Materialization¶

final class lsst.daf.relation.Materialization(target: Relation, payload: Any = None, *, name: str)¶

Bases: MarkerRelation

A marker operation that indicates that the upstream tree should be evaluated only once, with the results saved and reused for subsequent processing.

Materialization is the only provided operation for which UnaryOperationRelation.is_locked defaults to True.

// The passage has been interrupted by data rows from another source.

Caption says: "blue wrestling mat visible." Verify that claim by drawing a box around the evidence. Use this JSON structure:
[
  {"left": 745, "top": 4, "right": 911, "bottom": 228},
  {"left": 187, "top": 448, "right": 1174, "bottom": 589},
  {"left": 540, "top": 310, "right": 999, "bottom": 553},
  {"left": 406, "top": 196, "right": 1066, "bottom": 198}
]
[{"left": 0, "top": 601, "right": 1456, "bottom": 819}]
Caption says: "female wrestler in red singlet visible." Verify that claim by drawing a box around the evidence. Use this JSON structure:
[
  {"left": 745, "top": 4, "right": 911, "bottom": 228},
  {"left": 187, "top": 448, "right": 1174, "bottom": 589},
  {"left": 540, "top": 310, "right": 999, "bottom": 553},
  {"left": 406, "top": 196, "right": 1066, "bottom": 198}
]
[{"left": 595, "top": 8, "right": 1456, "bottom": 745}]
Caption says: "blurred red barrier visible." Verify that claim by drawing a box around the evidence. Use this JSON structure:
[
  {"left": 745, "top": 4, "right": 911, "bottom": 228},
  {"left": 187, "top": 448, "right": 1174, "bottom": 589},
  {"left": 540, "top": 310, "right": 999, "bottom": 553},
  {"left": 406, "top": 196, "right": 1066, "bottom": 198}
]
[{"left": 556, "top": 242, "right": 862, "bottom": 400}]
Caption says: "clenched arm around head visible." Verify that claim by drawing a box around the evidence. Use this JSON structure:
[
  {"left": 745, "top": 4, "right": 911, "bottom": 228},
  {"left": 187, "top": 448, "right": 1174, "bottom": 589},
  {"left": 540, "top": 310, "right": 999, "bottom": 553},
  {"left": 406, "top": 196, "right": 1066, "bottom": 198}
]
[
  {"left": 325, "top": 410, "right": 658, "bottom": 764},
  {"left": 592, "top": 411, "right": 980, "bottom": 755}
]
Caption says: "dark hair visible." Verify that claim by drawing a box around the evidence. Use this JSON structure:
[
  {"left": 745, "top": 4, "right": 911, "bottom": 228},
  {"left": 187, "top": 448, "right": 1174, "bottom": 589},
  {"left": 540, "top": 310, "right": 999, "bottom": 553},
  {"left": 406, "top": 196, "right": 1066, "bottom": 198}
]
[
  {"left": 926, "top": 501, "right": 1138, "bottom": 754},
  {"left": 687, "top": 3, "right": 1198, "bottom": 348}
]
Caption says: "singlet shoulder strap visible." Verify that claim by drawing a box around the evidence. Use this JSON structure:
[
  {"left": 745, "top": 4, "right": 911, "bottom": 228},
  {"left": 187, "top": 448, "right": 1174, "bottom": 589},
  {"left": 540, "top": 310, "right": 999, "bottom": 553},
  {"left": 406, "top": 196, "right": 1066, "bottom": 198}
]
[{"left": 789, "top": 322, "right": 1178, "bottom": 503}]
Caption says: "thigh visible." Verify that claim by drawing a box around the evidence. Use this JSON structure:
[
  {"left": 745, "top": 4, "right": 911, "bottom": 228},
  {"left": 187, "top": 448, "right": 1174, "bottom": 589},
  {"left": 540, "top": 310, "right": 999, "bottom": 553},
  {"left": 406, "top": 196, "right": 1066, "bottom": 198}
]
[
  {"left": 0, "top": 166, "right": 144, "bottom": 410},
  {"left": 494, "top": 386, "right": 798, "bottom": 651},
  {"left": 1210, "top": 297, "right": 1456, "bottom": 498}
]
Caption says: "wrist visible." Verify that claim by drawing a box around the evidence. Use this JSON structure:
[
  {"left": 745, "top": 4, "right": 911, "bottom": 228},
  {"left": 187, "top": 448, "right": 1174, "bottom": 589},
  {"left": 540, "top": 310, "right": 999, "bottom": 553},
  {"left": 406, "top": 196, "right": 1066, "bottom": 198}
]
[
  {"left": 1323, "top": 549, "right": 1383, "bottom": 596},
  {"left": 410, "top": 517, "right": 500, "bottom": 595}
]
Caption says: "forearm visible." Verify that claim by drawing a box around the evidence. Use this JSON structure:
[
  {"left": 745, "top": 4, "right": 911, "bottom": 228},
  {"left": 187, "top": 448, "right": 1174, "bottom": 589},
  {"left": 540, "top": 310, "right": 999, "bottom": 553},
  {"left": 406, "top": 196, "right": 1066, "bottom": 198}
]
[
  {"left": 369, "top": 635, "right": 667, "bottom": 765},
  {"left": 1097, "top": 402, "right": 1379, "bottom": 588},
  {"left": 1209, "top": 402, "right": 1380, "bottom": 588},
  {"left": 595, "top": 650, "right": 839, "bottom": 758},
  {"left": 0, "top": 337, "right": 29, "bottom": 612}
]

Also unlike most operations, the payload value for a Materialization if frequently not None, as this is where engine-specific state is cached for future reuse.

Attributes Summary

`columns`	The columns in this relation (`Set` [ `ColumnTag` ] ).
`engine`	The engine that is responsible for interpreting this relation (`Engine`).
`is_join_identity`	Whether a `join` to this relation will result in the other relation being returned directly (`bool`).
`is_locked`	Whether this relation and those upstream of it should be considered fixed by tree-manipulation algorithms (`bool`).
`is_trivial`	Whether this relation has no real content (`bool`).
`max_rows`	The maximum number of rows this relation might have (`int` or `None`).
`min_rows`	The minimum number of rows this relation might have (`int`).
`payload`	The engine-specific contents of the relation.

Methods Summary

`attach_payload`(payload)	Attach an engine-specific `payload` to this relation.
`chain`(rhs)	Return a new relation with all rows from this relation and another.
`join`(rhs[, predicate, backtrack, transfer])	Return a new relation that joins this one to the given one.
`materialized`([name, name_prefix])	Return a new relation that indicates that this relation's payload should be cached after it is first processed.
`reapply`(target[, payload])	Mark a new target relation, returning a new instance of the same type.
`simplify`(target)
`sorted`(terms, *[, preferred_engine, ...])	Return a new relation that sorts rows according to a sequence of column expressions.
`transferred_to`(destination)	Return a new relation that transfers this relation to a new engine.
`with_calculated_column`(tag, expression, *[, ...])	Return a new relation that adds a calculated column to this one.
`with_only_columns`(columns, *[, ...])	Return a new relation whose columns are a subset of this relation's.
`with_rows_satisfying`(predicate, *[, ...])	Return a new relation that filters out rows via a boolean expression.
`without_duplicates`(*[, preferred_engine, ...])	Return a new relation that removes any duplicate rows from this one.

Attributes Documentation

columns¶: The columns in this relation (Set [ ColumnTag ] ).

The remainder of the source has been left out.